Re: Slow write times to gluster disk

Soumya Koduri <skoduri@xxxxxxxxxx> · Mon, 17 Apr 2017 12:48:41 +0530

On 04/14/2017 10:27 AM, Ravishankar N wrote:
I'm not sure if the version you are running (glusterfs 3.7.11 ) works
with NFS-Ganesha as the link seems to suggest version >=3.8 as a
per-requisite. Adding Soumya for help. If it is not supported, then you
might have to go the plain glusterNFS way.

Even gluster 3.7.x shall work with NFS-Ganesha but the steps to 
configure had changed from 3.8 and hence the pre-requisite was added in 
the doc. IIUC, from your below mail, you would like to try NFS 
(preferably gNFS but not NFS-Ganesha) which may perform better compared 
to fuse mount. In that case, gNFS server comes up by default (till 
release-3.7.x) and there are additional steps needed to export volume 
via gNFS. Let me know if you have any issues accessing volumes via gNFS.

Regards,
Soumya

Regards,
Ravi

On 04/14/2017 03:48 AM, Pat Haley wrote:

Hi Ravi (and list),

We are planning on testing the NFS route to see what kind of speed-up
we get.  A little research led us to the following:

https://gluster.readthedocs.io/en/latest/Administrator%20Guide/NFS-Ganesha%20GlusterFS%20Integration/

Is this correct path to take to mount 2 xfs volumes as a single
gluster file system volume?  If not, what would be a better path?

Pat

On 04/11/2017 12:21 AM, Ravishankar N wrote:
On 04/11/2017 12:42 AM, Pat Haley wrote:

Hi Ravi,

Thanks for the reply.  And yes, we are using the gluster native
(fuse) mount.  Since this is not my area of expertise I have a few
questions (mostly clarifications)

Is a factor of 20 slow-down typical when compare a fuse-mounted
filesytem versus an NFS-mounted filesystem or should we also be
looking for additional issues?  (Note the first dd test described
below was run on the server that hosts the file-systems so no
network communication was involved).

Though both the gluster bricks and the mounts are on the same
physical machine in your setup, the I/O still passes through
different layers of kernel/user-space fuse stack although I don't
know if 20x slow down on gluster vs NFS share is normal. Why don't
you try doing a gluster NFS mount on the machine and try the dd test
and compare it with the gluster fuse mount results?

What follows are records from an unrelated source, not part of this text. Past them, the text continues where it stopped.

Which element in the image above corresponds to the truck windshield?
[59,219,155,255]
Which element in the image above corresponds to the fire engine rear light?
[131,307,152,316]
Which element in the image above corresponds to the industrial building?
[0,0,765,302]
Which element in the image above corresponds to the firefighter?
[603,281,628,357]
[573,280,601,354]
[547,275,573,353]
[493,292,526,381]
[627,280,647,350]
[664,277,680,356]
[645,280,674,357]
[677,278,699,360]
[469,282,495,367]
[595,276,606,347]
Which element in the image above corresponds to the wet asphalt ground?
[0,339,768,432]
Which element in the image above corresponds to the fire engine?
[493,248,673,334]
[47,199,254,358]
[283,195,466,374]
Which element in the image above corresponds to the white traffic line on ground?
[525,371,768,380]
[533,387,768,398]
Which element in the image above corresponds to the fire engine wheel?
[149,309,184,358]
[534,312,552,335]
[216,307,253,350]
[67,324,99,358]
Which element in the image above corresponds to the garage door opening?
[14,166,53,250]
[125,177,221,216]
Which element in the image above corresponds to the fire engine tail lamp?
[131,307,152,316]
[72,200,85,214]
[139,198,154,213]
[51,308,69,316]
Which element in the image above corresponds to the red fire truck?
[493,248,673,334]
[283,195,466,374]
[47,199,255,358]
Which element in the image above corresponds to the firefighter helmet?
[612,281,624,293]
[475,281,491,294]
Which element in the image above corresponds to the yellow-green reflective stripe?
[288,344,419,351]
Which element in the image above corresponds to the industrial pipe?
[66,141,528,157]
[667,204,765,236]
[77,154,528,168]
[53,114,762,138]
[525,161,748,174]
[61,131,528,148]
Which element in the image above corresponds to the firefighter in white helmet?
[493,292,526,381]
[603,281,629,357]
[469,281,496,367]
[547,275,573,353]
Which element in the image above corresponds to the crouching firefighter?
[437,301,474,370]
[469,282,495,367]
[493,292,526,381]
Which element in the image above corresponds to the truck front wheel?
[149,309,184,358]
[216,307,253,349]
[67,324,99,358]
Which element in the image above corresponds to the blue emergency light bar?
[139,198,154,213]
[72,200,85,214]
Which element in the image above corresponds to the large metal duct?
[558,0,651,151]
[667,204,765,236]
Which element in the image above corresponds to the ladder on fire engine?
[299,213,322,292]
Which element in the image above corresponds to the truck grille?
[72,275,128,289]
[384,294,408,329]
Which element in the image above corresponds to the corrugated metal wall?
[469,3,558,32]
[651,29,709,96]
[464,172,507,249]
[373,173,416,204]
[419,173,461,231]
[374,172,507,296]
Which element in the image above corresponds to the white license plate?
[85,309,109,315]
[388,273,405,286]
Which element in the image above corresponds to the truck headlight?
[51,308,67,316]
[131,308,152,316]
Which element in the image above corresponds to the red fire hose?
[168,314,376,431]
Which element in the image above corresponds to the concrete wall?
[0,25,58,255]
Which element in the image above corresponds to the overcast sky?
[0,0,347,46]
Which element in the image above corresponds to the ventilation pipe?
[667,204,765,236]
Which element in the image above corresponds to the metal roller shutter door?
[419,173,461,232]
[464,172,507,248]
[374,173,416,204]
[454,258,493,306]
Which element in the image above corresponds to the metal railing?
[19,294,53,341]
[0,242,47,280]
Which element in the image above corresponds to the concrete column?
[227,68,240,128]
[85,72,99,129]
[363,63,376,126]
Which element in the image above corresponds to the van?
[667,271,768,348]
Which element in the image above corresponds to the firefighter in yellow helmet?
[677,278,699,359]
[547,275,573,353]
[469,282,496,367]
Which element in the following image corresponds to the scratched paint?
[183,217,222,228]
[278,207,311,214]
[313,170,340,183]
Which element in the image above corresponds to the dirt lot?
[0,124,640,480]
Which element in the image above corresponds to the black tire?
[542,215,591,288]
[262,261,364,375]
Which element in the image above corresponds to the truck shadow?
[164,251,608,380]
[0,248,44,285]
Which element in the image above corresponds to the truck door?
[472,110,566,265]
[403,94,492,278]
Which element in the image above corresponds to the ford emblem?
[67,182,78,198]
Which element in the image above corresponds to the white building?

You also mention tweaking " write-behind xlator settings".  Would
you expect better speed improvements from switching the mounting
from fuse to gnfs or from tweaking the settings?  Also are these
mutually exclusive or would the be additional benefits from both
switching to gfns and tweaking?
You should test these out and find the answers yourself. :-)

My next question is to make sure I'm clear on the comment " if the
gluster node containing the gnfs server goes down, all mounts done
using that node will fail".  If you have 2 servers, each 1 brick in
the over-all gluster FS, and one server fails, then for gnfs nothing
on either server is visible to other nodes while under fuse only the
files on the dead server are not visible.  Is this what you meant?
Yes, for gnfs mounts, all I/O from various mounts go to the gnfs
server process (on the machine whose IP was used at the time of
mounting) which then sends the I/O to the brick processes. For fuse,
the gluster fuse mount itself talks directly to the bricks.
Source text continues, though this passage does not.